Background: Biomarkers of progression from latent Mycobacterium tuberculosis infection to active tuberculosis are needed. We assessed correlations between infection outcome and antibody responses in macaques and humans by high-throughput, proteome-scale serological studies.
Methods: Mycobacterium tuberculosis proteome microarrays were probed with serial sera from macaques representing various infection outcomes and with single-point human sera from tuberculosis suspects. Fluorescence intensity data were analyzed by calculating Z scores and associated P values. Temporal changes in macaque antibody responses were analyzed by polynomial regression. Correlations between human responses and sputum bacillary burden were assessed by quantile and hurdle regression.

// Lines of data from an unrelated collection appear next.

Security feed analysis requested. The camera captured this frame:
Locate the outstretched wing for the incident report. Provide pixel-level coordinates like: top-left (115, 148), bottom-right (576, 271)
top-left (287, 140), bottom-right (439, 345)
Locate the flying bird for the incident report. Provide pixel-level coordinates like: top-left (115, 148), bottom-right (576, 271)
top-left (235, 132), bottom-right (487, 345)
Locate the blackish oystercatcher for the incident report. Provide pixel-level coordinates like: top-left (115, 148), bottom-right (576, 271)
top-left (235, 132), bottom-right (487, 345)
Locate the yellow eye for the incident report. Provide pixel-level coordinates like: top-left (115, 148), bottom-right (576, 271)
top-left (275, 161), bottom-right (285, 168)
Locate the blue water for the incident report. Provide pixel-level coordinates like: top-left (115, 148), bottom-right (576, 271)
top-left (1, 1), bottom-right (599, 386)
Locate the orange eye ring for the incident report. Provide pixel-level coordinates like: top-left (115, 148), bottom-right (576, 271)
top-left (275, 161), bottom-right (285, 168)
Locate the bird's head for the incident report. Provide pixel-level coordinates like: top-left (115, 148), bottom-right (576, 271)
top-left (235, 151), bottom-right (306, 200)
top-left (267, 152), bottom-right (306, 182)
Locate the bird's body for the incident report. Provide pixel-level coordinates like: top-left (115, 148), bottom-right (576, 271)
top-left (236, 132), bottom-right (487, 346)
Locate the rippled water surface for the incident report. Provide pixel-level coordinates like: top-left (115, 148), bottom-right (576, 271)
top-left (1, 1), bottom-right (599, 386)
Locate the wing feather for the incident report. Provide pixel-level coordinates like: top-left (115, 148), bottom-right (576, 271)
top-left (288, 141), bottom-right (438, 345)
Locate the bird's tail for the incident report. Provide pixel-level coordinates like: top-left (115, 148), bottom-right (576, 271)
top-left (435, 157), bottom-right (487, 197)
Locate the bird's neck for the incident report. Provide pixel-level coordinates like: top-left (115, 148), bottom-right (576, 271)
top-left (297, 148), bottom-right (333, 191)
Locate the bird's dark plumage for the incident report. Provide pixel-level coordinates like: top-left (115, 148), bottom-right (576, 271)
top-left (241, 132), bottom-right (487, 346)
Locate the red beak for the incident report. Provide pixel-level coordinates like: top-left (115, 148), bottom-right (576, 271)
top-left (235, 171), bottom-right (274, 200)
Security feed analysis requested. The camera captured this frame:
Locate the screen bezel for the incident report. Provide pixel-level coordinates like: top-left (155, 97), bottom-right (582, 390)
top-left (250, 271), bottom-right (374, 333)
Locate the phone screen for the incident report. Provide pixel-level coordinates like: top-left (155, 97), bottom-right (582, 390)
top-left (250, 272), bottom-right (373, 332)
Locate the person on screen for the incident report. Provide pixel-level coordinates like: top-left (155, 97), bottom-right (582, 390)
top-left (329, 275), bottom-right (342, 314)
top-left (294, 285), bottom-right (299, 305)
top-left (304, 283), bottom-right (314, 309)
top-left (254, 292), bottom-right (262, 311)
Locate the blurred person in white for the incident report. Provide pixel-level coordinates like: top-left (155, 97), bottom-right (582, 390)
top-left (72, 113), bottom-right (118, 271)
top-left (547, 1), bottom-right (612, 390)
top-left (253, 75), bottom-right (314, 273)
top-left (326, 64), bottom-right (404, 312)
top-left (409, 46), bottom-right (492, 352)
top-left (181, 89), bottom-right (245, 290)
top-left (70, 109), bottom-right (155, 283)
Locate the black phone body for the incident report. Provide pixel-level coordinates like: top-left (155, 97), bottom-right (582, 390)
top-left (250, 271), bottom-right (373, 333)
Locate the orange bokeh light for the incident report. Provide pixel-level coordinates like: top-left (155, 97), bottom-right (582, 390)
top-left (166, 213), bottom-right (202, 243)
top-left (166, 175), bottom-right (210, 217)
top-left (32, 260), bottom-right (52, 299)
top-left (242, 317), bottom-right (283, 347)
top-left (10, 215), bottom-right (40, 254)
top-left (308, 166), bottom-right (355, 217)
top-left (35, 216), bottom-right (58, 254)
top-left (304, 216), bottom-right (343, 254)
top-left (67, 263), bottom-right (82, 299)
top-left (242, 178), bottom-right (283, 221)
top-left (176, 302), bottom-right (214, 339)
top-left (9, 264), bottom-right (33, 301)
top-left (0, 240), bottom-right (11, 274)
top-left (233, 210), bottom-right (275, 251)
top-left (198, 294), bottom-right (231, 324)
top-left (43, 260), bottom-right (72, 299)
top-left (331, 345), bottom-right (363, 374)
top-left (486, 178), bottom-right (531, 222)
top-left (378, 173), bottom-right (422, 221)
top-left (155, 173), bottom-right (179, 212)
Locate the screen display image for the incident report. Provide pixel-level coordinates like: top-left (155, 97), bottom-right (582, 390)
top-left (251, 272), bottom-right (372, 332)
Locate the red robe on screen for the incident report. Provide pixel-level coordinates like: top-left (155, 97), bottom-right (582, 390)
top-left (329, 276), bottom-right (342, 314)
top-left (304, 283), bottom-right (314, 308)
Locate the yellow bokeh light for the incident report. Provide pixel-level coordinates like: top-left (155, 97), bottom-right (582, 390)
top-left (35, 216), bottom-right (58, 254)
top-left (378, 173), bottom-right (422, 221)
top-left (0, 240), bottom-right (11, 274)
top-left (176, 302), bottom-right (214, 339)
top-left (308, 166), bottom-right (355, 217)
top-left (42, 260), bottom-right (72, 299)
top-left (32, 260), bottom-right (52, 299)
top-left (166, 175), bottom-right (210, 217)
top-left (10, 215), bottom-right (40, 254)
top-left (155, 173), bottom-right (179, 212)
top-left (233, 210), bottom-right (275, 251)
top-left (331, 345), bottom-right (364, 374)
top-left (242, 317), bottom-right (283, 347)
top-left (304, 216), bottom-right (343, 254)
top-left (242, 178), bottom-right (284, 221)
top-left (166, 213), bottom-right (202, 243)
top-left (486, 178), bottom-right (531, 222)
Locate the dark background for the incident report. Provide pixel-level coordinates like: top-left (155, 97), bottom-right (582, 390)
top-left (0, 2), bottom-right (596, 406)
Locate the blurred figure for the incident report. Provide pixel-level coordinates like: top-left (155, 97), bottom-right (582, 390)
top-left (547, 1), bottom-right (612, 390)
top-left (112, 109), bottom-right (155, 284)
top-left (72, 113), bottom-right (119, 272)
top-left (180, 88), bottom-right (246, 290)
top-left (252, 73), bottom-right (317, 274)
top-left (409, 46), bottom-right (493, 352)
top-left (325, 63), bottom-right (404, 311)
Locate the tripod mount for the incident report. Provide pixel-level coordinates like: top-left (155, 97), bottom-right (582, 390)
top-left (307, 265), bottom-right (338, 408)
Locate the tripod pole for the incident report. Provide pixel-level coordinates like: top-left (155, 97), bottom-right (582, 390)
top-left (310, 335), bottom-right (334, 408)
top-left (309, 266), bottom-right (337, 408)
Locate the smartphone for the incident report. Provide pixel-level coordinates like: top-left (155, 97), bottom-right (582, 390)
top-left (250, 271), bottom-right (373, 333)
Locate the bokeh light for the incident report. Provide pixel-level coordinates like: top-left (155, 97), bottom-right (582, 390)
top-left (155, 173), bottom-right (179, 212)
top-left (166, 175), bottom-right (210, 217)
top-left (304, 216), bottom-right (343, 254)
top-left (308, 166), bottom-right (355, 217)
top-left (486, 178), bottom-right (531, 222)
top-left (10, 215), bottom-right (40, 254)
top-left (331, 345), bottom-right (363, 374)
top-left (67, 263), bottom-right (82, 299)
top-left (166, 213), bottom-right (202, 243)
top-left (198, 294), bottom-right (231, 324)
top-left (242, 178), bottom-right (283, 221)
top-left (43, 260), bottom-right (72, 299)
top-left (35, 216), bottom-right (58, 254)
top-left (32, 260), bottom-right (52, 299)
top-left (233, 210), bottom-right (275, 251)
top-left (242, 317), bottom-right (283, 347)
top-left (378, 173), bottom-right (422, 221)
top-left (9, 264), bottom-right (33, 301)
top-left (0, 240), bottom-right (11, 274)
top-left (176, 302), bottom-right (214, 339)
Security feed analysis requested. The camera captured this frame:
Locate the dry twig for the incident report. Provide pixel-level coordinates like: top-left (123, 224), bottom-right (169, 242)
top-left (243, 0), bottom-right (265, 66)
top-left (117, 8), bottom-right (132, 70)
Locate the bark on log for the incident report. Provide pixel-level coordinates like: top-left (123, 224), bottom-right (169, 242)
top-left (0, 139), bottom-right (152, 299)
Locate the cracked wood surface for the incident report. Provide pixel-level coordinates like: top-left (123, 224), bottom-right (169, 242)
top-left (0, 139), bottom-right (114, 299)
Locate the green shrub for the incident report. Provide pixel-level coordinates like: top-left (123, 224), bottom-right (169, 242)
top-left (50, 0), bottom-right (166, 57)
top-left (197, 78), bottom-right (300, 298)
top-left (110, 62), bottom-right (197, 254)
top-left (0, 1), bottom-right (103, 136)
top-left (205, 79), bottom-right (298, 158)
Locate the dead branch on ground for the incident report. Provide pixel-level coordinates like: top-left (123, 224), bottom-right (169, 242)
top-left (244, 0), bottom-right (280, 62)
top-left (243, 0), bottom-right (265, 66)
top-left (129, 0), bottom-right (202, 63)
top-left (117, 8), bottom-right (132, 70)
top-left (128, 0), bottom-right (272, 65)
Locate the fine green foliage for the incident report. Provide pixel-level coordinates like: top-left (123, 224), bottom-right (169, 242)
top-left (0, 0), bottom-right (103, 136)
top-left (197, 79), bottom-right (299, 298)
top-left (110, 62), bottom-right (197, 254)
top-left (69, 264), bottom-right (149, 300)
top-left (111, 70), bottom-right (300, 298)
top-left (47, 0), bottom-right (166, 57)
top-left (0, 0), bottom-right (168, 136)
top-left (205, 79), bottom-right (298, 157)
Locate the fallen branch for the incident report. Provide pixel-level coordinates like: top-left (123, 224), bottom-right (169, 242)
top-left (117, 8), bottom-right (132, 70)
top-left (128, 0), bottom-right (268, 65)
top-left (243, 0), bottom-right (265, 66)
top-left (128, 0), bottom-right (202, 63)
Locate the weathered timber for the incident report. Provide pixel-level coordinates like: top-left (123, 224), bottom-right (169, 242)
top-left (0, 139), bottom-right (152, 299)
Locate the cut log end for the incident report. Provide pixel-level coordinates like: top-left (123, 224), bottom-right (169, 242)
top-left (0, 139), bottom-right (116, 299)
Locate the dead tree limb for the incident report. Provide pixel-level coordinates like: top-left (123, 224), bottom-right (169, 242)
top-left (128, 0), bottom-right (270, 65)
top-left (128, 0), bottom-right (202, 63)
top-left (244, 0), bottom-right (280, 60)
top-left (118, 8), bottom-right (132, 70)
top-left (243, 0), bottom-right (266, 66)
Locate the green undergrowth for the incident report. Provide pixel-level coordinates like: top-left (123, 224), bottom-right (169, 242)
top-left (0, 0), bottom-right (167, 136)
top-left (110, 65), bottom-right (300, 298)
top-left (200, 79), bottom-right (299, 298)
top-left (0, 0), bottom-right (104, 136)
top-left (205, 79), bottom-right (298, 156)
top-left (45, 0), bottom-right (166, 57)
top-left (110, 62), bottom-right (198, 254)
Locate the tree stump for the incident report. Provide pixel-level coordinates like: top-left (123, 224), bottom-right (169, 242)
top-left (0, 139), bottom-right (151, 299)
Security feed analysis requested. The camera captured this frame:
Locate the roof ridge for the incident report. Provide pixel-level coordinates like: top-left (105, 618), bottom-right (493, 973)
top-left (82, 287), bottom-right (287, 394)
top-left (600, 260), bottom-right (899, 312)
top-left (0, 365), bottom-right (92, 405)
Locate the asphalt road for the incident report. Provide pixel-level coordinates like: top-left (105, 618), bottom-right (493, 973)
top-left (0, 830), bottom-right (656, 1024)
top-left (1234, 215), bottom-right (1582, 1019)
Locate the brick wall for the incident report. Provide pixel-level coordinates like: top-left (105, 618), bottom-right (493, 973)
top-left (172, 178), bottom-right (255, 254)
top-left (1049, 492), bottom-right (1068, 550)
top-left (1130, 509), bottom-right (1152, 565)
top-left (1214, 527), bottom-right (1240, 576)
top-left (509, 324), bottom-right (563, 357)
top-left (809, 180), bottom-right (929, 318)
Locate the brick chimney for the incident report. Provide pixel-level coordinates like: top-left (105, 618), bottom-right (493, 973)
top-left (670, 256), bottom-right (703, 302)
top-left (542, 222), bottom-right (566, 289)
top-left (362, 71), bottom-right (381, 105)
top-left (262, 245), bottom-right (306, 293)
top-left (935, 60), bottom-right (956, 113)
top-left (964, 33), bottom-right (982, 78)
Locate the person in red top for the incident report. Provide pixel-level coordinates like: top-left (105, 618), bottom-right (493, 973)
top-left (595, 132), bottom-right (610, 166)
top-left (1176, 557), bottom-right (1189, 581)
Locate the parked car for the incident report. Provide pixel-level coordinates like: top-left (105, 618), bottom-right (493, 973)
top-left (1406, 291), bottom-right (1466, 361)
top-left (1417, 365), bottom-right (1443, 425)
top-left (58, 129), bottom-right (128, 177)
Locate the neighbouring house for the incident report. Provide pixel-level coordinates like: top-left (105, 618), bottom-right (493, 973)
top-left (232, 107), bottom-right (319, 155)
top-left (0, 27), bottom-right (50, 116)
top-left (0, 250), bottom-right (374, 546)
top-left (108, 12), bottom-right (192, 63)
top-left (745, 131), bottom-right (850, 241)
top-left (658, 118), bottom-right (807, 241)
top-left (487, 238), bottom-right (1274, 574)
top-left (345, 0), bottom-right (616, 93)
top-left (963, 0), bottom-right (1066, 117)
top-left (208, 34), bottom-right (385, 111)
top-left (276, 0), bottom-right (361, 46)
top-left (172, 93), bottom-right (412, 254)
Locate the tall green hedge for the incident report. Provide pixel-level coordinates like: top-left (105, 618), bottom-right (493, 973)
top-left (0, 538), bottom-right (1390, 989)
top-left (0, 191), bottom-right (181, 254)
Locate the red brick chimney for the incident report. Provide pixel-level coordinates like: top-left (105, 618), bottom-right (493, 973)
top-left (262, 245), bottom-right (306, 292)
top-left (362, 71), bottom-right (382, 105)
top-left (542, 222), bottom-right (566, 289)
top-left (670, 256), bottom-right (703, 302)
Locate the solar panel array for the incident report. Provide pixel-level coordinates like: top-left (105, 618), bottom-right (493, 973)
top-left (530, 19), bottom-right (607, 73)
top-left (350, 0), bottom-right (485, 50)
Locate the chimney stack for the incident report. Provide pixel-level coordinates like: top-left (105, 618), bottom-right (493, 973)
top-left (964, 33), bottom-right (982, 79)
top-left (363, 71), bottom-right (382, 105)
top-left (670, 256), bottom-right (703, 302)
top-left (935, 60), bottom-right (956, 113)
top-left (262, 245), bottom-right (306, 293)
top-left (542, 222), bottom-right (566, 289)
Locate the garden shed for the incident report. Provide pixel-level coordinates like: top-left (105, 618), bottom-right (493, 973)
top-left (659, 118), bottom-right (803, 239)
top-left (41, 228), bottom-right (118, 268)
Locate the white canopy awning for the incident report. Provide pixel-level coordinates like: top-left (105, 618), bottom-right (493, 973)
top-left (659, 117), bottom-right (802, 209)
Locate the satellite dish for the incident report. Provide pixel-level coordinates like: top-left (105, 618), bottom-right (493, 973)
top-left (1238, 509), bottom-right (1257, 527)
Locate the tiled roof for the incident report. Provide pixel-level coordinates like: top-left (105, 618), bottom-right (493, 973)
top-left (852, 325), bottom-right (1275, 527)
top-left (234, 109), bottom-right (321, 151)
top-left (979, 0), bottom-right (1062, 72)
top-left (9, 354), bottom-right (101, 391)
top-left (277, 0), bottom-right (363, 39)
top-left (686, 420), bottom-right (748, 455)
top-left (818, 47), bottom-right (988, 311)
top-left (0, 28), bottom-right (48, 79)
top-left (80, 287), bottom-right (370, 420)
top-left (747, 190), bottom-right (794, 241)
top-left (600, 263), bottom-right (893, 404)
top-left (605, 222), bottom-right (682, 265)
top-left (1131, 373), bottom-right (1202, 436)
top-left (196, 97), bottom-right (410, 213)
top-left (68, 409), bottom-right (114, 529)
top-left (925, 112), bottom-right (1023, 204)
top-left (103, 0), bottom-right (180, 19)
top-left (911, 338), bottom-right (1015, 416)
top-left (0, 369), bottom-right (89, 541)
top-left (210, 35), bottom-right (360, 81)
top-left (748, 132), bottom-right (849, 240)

Results: Macaque outcome groups exhibited distinct antibody profiles: early, transient responses in latent infection and stable antibody increase in active and reactivation disease. In humans, antibody levels and reactive protein numbers increased with bacillary burden. Responses to a subset of 10 proteins were more tightly associated with disease state than reactivity to the broader reactive proteome.
Conclusions: Integration of macaque and human data reveals dynamic properties of antibody responses in relation to outcome and leads to actionable findings for translational research. These include the potential of antibody responses to detect acute infection and preclinical tuberculosis and to identify serodiagnostic proteins for the spectrum of bacillary burden in tuberculosis.